Jorge Brítez

Personal information
- Full name: Jorge Orlando Brítez
- Date of birth: 2 February 1981 (age 45)
- Place of birth: Villarrica, Paraguay
- Height: 1.81 m (5 ft 11 in)
- Position: Midfielder

Youth career
- Club Presidente Hayes

Senior career*
- Years: Team / Apps / (Gls)
- 1999: Club Presidente Hayes
- 1999–2000: Real Valladolid / 26 / (0)
- 2000–2001: SC Braga / 6 / (0)
- 2001–2002: Libertad
- 2003: Tacuary / 13 / (0)
- 2003–2004: Maccabi Haifa / 13 / (0)
- 2004: Moreirense / 11 / (0)
- 2004–2005: Olimpia
- 2005: Tacuary
- 2006: Nacional
- 2007–2010: Cerro Porteño / 124 / (14)
- 2010: Club Rubio Ñu / 3 / (0)
- 2010: Panserraikos / 1 / (0)
- 2011: Deportivo Pereira / 14 / (1)
- 2011: Guaraní / 8 / (0)
- 2012: Sportivo Luqueño / 18 / (0)
- 2012: Club Rubio Ñu / 15 / (1)
- 2013: Sportivo Carapeguá / 20 / (0)
- 2013–2015: Fernando de la Mora

International career
- 2003–2007: Paraguay / 2 / (0)

= Jorge Brítez =

Paraguayan footballer (born 1981)

Jorge Brítez (born 2 February 1981) is a former Paraguayan footballer.

==Career==

===Overview===
Brítez played in the 1999 FIFA World Youth Championship in Nigeria as well as the 2001 FIFA World Youth Championship in Argentina.
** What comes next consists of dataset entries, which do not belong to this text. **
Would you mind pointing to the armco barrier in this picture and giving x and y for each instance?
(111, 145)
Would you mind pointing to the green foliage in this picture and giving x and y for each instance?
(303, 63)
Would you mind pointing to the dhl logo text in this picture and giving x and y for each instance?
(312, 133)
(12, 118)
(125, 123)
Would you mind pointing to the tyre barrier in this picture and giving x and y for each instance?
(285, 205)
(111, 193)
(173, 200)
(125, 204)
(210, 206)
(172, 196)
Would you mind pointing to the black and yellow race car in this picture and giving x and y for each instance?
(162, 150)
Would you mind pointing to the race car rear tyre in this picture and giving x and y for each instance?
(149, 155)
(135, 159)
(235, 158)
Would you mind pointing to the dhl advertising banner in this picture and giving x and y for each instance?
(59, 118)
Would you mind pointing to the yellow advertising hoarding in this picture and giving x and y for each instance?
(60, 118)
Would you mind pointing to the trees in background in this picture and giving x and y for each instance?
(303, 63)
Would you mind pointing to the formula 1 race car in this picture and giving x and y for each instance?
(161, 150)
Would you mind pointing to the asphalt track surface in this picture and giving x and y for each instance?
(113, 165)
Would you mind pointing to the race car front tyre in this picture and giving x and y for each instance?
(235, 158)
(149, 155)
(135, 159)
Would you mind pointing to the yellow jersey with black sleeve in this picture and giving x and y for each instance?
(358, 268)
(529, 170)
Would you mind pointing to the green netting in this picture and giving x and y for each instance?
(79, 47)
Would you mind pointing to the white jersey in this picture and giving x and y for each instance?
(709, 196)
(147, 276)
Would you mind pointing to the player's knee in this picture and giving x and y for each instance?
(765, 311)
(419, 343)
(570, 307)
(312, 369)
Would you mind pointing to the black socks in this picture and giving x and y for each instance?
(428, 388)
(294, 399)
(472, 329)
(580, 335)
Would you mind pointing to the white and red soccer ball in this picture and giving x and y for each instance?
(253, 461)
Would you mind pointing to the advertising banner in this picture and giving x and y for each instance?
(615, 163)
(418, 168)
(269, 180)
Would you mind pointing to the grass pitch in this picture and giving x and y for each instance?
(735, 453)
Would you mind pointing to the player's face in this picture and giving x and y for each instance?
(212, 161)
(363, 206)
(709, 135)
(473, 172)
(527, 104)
There, he was spotted by officials from a Spanish club and moved on to Europe but never fulfilled his potential there ultimately returning to his native Paraguay. Stints abroad in Israel and Portugal did not bear any fruit for Brítez' career for the second time so he returned to Paraguay. On 30 August 2010, he signed with the Super League Greece club Panserraikos According to Paraguayan media, tired of the abuse and conflict between managers, coaches and players of Panserraikos, Brítez terminated his contract with Panserraikos on 25 October 2010 and returned to Paraguay. Another website stated that Jorge Britez returned to Paraguay after annulling Panserraikos contract. Britez's agent Miguel Gonzalez Zelada explained that "With Britez we arrived at an agreement with the Greek club to cancel the contract, since he has not adapted, he does not like the treatment he received from the directors and the management. Now we are going to see where he can train, and by the end of the year find a club to play at,".
On 20 December 2010, Brítez revealed that his manager is in negotiations with Peruvian football club Juan Aurich. On 4 January 2011, Peruvian media announced that the player signed with Peruvian football club Juan Aurich.

===Stint in Israel===
After playing with the Paraguay national team, Jorge was spotted by scouts of Maccabi Haifa. He joined the squad along with Dante López but the two had trouble acclimating to life in Israel. Britez was expected to take on a defensive midfield role but Haifa officials later found out that that was not his natural position. He ended up finishing his only season in Israel and moving on to play club football in Portugal.